The latest EU sanctions package, its nineteenth targeting Russia, alongside similar measures from the US and UK, underscores a significant effort to try to restrict trade with major energy companies and their subsidiaries. These actions are reshaping logistics, compliance requirements, and geopolitical dynamics.
To adapt to meet evolving challenges, leading energy companies are investing in predictive analytics, digital compliance tools, and diversified networks to meet logistical needs. AI-powered platforms for example can now dynamically scan thousands of data points to help flag sanctioned entities, optimize routes, and model the cost and compliance impact of rerouting.
For example, after the EU’s 19th sanctions package in October 2025, indirect sanctions exposure, also referred to as sanctions by extension, became a key risk; even compliant shippers faced higher reinsurance rates, as well as reduced vessel availability and available tonnage. Insurance premiums can rise in relation to indirect sanctions risks as they cause uncertainty and compliance complexity, and they can also elevate the risk of compliance failures. Insurers and reinsurers may therefore price in the possibility of penalties under strict liability regimes.
Companies who invested early in digital risk monitoring and set up alternative corridors and suppliers that mitigated sanctions risks have been better positioned to reduce delays and cut insurance premiums. Sanctions apply to entities designated on a list, which can include tankers or other vessels used to transport oil and gas, as well as subsidiaries of sanctioned entities, which could include sanctioned refineries. Entities that are sanctioned by extension may create a complex compliance landscape, with ownership and control rules varying by jurisdiction.
For example, determining whether an entity is sanctioned by extension often requires aggregating ownership percentages and applying calculations to understand ownership thresholds. Manual checks of beneficial ownership and control can be impractical, if not impossible in this context, making technology-driven solutions all the more important.
This sample diagram shows an organization sanctioned and all those sanctioned by extension that can radiate out from a single entity at its center. It illustrates the scope of potential risk exposure for any organization doing business—buying, selling, financing, insuring—across a complex, global third-party network. Looking ahead, these new sanctions and their possible effects on insurance, banking, and logistics may require energy firms to investigate with extreme care who they are doing business with, as well as having granular traceability for shipments.
Failure to comply could mean heavy fines, reputational damage, or even a risk of being sanctioned themselves. Coupled with ongoing regulatory developments, like the EU Deforestation Regulation and Corporate Sustainability Reporting Directive, compliance teams have much to contend with.

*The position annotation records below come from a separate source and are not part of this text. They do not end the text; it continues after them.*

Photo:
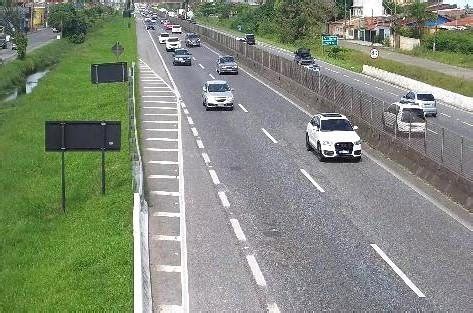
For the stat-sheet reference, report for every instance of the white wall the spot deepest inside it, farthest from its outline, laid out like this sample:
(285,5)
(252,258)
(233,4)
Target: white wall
(454,99)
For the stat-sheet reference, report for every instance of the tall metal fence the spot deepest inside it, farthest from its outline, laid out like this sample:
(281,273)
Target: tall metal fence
(142,300)
(438,143)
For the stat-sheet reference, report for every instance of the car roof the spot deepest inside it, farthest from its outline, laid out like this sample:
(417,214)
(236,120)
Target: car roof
(407,105)
(211,82)
(331,115)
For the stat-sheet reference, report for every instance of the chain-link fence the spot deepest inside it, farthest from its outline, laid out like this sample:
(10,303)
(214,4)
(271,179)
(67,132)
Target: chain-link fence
(442,145)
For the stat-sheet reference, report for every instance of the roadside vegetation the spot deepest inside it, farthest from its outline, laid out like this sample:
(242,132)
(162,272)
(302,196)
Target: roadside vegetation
(80,260)
(266,23)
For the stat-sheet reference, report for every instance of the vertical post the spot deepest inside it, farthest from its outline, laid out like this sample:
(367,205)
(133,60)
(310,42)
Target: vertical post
(371,108)
(63,168)
(104,128)
(461,155)
(442,145)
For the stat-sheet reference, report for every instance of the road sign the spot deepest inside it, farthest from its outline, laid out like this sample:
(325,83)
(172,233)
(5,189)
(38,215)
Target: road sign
(374,53)
(117,49)
(109,72)
(328,40)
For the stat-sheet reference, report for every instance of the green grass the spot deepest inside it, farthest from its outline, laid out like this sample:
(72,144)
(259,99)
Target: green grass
(81,260)
(13,73)
(354,60)
(452,58)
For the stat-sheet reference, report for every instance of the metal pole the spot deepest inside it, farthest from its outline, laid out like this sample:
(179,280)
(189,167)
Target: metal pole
(63,167)
(442,142)
(461,155)
(63,182)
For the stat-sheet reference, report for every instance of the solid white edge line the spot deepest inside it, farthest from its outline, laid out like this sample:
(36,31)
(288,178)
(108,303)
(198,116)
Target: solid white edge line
(269,135)
(398,271)
(243,108)
(257,274)
(237,229)
(206,158)
(379,163)
(200,144)
(214,177)
(182,204)
(223,198)
(307,175)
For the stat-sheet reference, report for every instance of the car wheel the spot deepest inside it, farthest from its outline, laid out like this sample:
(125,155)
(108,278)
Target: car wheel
(307,142)
(319,153)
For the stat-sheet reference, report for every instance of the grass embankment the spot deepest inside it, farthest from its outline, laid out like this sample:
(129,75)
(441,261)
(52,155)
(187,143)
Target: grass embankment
(81,260)
(14,73)
(452,58)
(354,60)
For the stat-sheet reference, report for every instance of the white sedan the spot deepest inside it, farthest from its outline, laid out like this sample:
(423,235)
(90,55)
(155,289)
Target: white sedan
(163,37)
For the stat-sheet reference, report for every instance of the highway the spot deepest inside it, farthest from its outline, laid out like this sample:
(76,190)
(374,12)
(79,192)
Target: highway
(450,117)
(244,218)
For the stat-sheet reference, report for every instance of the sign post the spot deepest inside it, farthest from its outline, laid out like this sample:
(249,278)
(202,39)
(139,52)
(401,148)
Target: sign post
(68,136)
(117,50)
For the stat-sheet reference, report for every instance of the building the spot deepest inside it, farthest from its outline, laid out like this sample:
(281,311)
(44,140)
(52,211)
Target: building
(365,8)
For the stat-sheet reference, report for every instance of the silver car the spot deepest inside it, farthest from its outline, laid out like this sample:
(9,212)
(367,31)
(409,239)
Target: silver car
(217,94)
(426,101)
(227,64)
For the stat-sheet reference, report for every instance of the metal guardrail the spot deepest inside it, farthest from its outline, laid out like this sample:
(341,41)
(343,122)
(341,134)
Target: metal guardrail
(142,300)
(441,145)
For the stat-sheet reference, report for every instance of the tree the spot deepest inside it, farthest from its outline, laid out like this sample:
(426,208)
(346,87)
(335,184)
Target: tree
(419,13)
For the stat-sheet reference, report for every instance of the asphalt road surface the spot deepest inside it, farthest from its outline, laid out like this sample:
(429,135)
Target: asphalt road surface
(244,218)
(450,117)
(35,40)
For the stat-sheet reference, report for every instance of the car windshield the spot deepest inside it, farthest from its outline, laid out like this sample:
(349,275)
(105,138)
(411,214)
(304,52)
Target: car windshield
(218,88)
(412,115)
(425,97)
(335,125)
(227,59)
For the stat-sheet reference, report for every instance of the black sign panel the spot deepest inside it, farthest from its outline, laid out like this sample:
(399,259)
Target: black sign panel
(109,72)
(82,136)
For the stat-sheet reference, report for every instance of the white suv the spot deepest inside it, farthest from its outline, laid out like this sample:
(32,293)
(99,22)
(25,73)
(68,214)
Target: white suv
(172,43)
(332,135)
(425,100)
(163,37)
(176,29)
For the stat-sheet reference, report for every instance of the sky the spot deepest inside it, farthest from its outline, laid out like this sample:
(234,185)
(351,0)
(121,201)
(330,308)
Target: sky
(459,3)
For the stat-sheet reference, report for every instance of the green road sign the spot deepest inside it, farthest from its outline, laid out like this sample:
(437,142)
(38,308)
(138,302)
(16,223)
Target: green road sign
(328,40)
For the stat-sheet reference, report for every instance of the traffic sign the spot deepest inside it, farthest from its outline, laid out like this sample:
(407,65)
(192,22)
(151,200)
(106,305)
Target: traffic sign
(328,40)
(374,53)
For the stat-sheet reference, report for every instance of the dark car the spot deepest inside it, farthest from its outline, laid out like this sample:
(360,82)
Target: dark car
(302,56)
(227,64)
(192,40)
(182,57)
(250,39)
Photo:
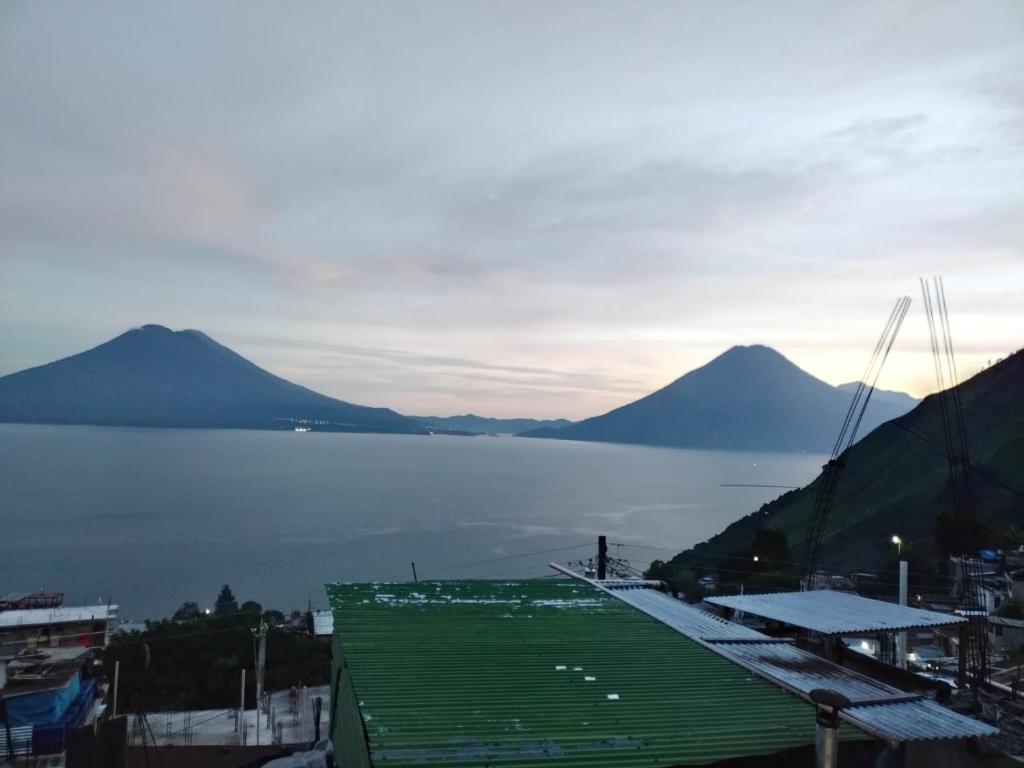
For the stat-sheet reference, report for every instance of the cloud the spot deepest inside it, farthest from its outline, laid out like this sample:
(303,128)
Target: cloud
(571,205)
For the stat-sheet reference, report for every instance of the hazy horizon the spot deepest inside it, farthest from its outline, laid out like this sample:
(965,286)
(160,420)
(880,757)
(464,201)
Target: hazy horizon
(529,211)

Energy companies who thrive in this landscape may be those who treat sanctions and regulation not as barriers, but as catalysts for improvement and adaptation, leveraging data, analytics, and resources to secure supplies and manage risk.
Sanctions applicable to the energy sector are likely to continue reshaping global supply chains, introducing compliance challenges as well as new risks. Organizations can however leverage technology to navigate risks posed by third-party suppliers, partners, and vendors in their business network.
Technology, powered by data and analytics, can help create a picture of who is sanctioned, of ownership and control, and of financial health, to help maintain resilience. As sanctions persist, automation, adaptability, and proactive risk management could be critical to sustaining operational continuity across the energy sector.